Initially, Bush professed not to know anything about the matter, and several of his senior aides, including political adviser Karl Rove and the vice president’s chief of staff I. Lewis Libby, followed suit.
However, it later became clear that Rove and Libby had a hand in the Plame leak and that Bush and Cheney had helped organize a campaign to disparage Wilson by giving critical information to friendly journalists.
On June 24, 2004, Bush was interviewed by Fitzgerald for 70 minutes about the Plame leak. The only other member of the Bush team in the room during the meeting was Jim Sharp, the private lawyer that Bush hired, according to a press briefing by then press secretary Scott McClellan.
“The President … was pleased to do his part to help the investigation move forward,” McClellan said. “No one wants to get to the bottom of this matter more than the President of the United States.”
A couple of weeks earlier, Cheney was interviewed by Fitzgerald. Cheney retained a private attorney, Terrence O’Donnell, to represent him in the matter.
Fitzgerald’s criminal investigation led to Libby’s indictment in October 2005 and his subsequent conviction in March 2007 on four counts of perjury and obstruction of justice, which Bush later commuted.
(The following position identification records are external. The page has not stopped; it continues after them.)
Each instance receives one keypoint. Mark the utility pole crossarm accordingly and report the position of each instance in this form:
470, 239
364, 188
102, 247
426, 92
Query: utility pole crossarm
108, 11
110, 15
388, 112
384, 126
During closing arguments at Libby’s trial, Cheney was implicated in the leak, as Fitzgerald acknowledged that Cheney was intimately involved in the scandal and may have told Libby to leak Plame’s status to the media.
Court papers filed by Obama’s Justice Department in July revealed that Bush and Cheney were in contact about the scandal, including what is described as “a confidential conversation” and “an apparent communication between the Vice President and the President.”
That court filing also revealed that Fitzgerald questioned Cheney about his participation in the decision to declassify parts of a 2002 National Intelligence Estimate regarding Iraq’s alleged WMD. It ultimately fell to Bush to clear selected parts of the NIE so they could be leaked as part of the White House campaign to disparage Wilson.